I’m a little abashed, sometimes.  I have an opinion about formula brands.  I never had experience to have an opinion before.  I look for coupons.  I used to give away the free samples.  This whole thing, this bottle-feeding, this isn’t me.  This isn’t what I know is “best,” and I’d totally agree with anyone who decided to preach at me in the grocery store.  Yet this is what I’m doing, the little facts of our lives.

It’s given me a new level of compassion for formula-feeding mommies.  How must it feel, to bring a newborn baby into the formula aisle, and cringe at every passerby and wonder what they must be thinking, judging?  How do you wake yourself up five times in the middle of the night to mix up a new bottle correctly, or ascertain whether or not the old bottle is still good–all that thought, only to try to go back to sleep again afterwards?  How much extra work goes into washing all those bottles?  And the mess!  Bottles, sippy cups… drip, drip, drip.  Splash.  Spit-out.  Spit-up.  Too-vigorous shaking leads to formula exploding out the spouts.

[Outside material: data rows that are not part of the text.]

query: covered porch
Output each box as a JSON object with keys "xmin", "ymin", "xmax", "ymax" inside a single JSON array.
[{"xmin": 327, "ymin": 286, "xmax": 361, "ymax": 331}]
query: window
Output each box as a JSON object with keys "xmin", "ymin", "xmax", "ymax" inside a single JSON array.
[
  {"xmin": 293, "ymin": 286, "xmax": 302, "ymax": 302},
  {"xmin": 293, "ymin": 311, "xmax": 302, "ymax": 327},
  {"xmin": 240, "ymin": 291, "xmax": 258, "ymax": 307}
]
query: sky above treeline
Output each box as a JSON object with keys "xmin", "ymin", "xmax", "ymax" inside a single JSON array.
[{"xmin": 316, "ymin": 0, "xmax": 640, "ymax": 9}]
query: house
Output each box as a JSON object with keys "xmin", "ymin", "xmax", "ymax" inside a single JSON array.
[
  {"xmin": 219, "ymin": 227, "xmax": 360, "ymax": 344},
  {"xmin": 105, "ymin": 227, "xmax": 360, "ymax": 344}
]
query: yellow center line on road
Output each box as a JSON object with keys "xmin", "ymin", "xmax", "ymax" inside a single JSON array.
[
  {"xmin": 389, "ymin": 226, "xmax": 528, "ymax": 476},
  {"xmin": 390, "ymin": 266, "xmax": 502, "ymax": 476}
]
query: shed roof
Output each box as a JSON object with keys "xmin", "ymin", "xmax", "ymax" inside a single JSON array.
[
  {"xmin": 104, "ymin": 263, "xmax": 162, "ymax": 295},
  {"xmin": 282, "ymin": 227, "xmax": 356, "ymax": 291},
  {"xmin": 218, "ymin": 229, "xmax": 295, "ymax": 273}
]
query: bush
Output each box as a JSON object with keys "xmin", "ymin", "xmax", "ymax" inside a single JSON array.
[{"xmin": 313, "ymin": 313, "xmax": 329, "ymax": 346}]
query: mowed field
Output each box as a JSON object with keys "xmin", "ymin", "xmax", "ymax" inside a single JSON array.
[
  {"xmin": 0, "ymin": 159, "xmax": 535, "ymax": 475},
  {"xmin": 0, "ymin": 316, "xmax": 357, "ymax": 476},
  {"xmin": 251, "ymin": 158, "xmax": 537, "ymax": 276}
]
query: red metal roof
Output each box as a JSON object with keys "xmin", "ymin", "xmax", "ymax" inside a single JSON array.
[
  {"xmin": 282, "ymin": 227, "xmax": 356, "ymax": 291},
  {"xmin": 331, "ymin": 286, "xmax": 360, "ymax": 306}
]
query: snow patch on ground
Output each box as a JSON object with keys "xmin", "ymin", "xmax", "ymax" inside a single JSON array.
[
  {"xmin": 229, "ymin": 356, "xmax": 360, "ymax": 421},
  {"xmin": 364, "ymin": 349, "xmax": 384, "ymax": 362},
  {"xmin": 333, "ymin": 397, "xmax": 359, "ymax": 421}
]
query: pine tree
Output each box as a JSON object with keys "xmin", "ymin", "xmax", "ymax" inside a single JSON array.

Not to mention the expense.  I haven’t figured out how much it’s costing us, but sometimes it seems like formula costs more than diapers–and it doesn’t help that the canisters generally aren’t very clear about how many servings each contains.  And they seem to empty faster than water in a sieve.  Lastly, there’s the psychological aspect: R doesn’t need me anymore.  I can’t imagine not having that bond of needfulness with a newborn–having Daddy be able to fill my role entirely, or even a babysitter.  Now that R knows all about sippy cups, I think she’d even take one from a perfect stranger!  Who needs Mommy anymore?

Of course, all these downsides have an ‘upside,’ too, and presumably they’re what leads moms to not even try breastfeeding.  And I’m still with the pro-breastfeeding advocates one-hundred percent: I think it’s wrong to not do as much as is reasonable and good (which I am leaving deliberately vague ;-)) to make breastfeeding a long-lasting success; certainly it’s morally wrong to tell a new mommy to just give up, that formula is just as good: that’s a definite and vicious lie.

In the meantime, though, I find myself a formula-feeding mommy for these short months until R is completely onto solids and whole milk.  And if I’m honest, I have to be at least a little bit thankful for the technology and science that makes formula possible.